The bill was sponsored by four Democratic senators, Gil Riviere (D-23), Sharon Moriwaki (D-12), Les Ihara (D-10), Stanley Chang (D-9), and one Republican senator, Kurt Fevella (R-19). It also has bipartisan backing.
Once approved, the legislation would make it legal for Hawaiian banks to hold digital assets such as “virtual currencies, digital securities, open blockchain tokens and digital consumer assets” on behalf of their customers.
Part of the SB2594 put forward to the authorization of law courts to hear claims concerning digital assets. Hence, if passed, would equally enable Hawaiian courts to handle digital asset-related cases.
The development is coming at a good time as it could turn things around for crypto-related businesses in the state, given that, Hawaii has been among the regions with stringent requirements for crypto firms.
For instance, Coinbase, one of the leading crypto exchanges had to stop its operations in the state, due to a mandate by the state’s Division of Financial Institutions in 2017, asking crypto-licensed businesses to hold cash reserves that are equal to customers’ crypto holdings in their custody.

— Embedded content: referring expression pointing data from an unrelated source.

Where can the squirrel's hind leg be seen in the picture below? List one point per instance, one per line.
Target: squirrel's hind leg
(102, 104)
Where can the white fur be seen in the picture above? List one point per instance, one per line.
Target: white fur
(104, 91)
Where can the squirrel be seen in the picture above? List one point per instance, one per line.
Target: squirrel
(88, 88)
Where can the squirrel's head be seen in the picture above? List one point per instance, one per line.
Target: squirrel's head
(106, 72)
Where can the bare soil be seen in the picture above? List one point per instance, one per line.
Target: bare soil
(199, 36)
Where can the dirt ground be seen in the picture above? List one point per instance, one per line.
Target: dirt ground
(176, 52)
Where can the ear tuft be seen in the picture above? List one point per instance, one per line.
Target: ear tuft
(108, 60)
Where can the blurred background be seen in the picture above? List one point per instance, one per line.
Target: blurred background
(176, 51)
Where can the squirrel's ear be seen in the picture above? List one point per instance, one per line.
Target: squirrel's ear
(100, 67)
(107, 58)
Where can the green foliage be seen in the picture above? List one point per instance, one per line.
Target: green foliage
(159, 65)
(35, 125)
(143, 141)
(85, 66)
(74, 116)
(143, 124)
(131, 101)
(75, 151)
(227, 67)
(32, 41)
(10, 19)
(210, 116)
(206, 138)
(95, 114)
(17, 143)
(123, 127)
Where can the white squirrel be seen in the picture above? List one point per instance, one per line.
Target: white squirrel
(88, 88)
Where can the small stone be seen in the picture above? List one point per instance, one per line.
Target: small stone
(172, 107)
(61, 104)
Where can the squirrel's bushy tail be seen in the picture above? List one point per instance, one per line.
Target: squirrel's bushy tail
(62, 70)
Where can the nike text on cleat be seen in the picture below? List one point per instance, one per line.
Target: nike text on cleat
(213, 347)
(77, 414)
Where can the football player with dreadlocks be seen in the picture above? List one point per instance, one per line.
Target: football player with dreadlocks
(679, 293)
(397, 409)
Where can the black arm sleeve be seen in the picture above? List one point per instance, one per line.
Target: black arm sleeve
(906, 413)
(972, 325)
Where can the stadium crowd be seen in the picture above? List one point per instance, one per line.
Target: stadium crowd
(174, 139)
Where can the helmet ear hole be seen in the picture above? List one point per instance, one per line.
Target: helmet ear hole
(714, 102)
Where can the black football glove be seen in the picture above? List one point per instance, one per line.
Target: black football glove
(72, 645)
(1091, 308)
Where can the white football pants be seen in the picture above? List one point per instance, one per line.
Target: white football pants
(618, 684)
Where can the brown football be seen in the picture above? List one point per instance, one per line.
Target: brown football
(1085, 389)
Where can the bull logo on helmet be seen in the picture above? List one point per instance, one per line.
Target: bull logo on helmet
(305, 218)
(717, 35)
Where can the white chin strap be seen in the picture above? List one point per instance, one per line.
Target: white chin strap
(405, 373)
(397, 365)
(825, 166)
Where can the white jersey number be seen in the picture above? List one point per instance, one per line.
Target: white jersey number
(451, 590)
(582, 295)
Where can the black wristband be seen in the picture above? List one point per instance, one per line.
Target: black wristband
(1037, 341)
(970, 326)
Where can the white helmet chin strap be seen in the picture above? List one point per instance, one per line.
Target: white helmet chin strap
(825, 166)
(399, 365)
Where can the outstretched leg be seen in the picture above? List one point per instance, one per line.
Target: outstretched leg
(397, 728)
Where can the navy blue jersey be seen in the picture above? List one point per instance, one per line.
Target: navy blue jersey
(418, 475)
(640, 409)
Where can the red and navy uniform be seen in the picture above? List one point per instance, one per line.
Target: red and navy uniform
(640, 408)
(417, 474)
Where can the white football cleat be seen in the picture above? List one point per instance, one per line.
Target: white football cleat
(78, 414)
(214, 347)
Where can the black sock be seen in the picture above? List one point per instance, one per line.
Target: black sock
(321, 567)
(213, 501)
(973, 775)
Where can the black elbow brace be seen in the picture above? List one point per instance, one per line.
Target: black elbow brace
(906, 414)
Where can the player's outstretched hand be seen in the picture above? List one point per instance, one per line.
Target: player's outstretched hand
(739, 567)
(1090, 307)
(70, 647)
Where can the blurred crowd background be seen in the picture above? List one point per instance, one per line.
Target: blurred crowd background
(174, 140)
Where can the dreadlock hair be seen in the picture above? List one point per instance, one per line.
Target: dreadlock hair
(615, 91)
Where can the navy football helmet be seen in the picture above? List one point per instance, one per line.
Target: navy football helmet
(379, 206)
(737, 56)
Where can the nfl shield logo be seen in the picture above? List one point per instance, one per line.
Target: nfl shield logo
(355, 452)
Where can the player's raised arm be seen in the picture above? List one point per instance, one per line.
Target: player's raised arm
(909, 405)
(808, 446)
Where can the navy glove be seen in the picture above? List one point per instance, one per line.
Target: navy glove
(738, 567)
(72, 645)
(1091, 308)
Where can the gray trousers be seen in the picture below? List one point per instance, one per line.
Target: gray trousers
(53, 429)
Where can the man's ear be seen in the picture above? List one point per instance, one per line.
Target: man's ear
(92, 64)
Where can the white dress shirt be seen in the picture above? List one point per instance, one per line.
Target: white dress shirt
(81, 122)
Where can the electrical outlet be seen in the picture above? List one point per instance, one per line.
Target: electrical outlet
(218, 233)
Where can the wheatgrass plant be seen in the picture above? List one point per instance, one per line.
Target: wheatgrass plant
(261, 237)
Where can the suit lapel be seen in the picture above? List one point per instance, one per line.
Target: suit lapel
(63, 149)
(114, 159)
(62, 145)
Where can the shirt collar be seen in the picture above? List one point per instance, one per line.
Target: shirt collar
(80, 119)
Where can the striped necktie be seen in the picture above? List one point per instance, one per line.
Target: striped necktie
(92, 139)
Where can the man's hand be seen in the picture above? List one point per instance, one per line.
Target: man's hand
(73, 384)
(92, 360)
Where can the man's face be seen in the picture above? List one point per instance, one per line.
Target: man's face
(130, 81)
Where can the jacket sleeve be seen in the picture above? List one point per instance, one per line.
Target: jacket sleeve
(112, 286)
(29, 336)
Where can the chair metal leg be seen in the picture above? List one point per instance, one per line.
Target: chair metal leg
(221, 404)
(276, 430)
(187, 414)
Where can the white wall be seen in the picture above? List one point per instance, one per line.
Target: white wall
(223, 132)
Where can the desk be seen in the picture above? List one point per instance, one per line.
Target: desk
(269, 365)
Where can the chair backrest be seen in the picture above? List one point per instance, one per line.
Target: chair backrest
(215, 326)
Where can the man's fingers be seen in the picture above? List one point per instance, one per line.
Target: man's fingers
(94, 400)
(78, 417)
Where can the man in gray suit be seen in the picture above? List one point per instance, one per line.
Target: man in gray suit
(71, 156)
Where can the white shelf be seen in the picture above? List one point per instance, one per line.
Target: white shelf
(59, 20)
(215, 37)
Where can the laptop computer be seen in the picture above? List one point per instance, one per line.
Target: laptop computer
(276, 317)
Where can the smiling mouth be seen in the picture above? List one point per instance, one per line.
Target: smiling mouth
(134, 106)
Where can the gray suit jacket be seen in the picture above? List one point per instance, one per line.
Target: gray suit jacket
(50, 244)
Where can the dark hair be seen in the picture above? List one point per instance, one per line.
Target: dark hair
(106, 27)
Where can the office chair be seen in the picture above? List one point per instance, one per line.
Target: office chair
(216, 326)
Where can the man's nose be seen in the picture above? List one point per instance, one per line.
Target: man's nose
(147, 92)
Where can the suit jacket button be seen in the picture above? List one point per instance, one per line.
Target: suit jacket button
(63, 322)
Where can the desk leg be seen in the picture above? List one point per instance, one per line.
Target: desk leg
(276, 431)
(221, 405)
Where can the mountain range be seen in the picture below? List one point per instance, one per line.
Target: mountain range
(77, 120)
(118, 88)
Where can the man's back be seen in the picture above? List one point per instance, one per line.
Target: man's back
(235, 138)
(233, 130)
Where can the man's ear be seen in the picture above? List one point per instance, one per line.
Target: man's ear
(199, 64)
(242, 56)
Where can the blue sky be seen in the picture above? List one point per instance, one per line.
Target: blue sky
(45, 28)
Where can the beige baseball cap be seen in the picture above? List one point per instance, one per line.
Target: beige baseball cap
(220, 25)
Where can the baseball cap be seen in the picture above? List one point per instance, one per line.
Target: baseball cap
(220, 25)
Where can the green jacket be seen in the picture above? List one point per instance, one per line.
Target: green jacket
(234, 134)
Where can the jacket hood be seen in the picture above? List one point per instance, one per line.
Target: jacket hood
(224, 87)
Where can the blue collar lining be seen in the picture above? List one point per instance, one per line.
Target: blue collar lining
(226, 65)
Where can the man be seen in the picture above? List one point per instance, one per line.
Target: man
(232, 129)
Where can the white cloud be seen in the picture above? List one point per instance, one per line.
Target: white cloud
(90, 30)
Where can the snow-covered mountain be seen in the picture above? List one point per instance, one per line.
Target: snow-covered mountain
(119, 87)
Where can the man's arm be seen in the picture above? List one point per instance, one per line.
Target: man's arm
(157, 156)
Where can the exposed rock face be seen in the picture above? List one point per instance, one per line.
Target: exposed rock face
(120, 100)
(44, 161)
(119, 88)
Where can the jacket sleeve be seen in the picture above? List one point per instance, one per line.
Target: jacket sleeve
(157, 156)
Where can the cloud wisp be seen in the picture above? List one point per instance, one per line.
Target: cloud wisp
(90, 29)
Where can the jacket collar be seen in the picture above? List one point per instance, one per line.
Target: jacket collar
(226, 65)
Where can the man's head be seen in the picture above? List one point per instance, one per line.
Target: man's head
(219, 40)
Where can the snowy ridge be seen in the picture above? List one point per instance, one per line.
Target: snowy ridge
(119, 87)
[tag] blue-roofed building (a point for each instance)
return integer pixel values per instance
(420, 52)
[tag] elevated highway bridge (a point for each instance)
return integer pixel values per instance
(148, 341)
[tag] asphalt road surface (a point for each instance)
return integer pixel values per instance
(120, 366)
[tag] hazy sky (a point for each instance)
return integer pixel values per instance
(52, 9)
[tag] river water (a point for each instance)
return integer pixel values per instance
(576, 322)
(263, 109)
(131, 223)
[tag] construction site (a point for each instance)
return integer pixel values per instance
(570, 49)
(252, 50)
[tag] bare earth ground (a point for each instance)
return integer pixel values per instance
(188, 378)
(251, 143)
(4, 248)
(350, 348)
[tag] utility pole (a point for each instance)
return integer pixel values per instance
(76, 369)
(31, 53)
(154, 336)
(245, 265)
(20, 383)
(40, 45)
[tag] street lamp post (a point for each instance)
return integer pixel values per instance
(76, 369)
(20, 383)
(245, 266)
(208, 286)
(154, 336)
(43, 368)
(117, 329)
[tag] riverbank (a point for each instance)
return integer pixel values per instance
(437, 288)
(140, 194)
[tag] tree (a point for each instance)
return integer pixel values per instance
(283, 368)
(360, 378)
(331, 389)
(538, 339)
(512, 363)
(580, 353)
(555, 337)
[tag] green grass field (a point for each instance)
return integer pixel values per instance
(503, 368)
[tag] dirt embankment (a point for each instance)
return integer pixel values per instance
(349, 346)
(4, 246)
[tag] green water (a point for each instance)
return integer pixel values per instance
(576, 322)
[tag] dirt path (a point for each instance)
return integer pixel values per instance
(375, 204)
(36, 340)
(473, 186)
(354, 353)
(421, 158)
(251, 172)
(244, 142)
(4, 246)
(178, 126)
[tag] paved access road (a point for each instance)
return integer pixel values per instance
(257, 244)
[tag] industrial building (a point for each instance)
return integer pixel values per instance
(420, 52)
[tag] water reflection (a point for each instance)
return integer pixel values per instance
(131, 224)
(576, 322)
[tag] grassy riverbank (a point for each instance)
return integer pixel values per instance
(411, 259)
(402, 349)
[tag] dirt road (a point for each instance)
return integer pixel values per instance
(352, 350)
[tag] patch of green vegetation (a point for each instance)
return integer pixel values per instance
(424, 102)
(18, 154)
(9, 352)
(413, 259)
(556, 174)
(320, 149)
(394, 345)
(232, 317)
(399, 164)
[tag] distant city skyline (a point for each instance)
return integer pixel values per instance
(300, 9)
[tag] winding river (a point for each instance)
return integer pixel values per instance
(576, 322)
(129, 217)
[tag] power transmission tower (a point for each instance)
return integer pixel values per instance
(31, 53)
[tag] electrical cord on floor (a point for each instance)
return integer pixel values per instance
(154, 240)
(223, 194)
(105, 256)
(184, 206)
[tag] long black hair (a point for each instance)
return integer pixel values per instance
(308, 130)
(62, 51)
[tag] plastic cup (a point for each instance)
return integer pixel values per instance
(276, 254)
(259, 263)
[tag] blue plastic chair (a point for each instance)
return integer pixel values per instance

The bill, however, has a tendency to level up the path for cryptocurrencies, and digital assets in general, as it would probably reinforce the steps by banks in providing support for these assets.
Nonetheless, banks will have to maintain reserves like a trusted company, according to the document citing section 412:8-202, which states:
Every trust company shall have on hand at all times in actual money of the United States an amount equal to at least twelve per cent of all agency credit balances payable on demand and accounts payable, plus at least five per cent of all agency credit balances payable on time; provided that such reserve may be deposited payable on demand in banks and other trust companies approved by the commissioner or maybe cash in the vaults of the trust company.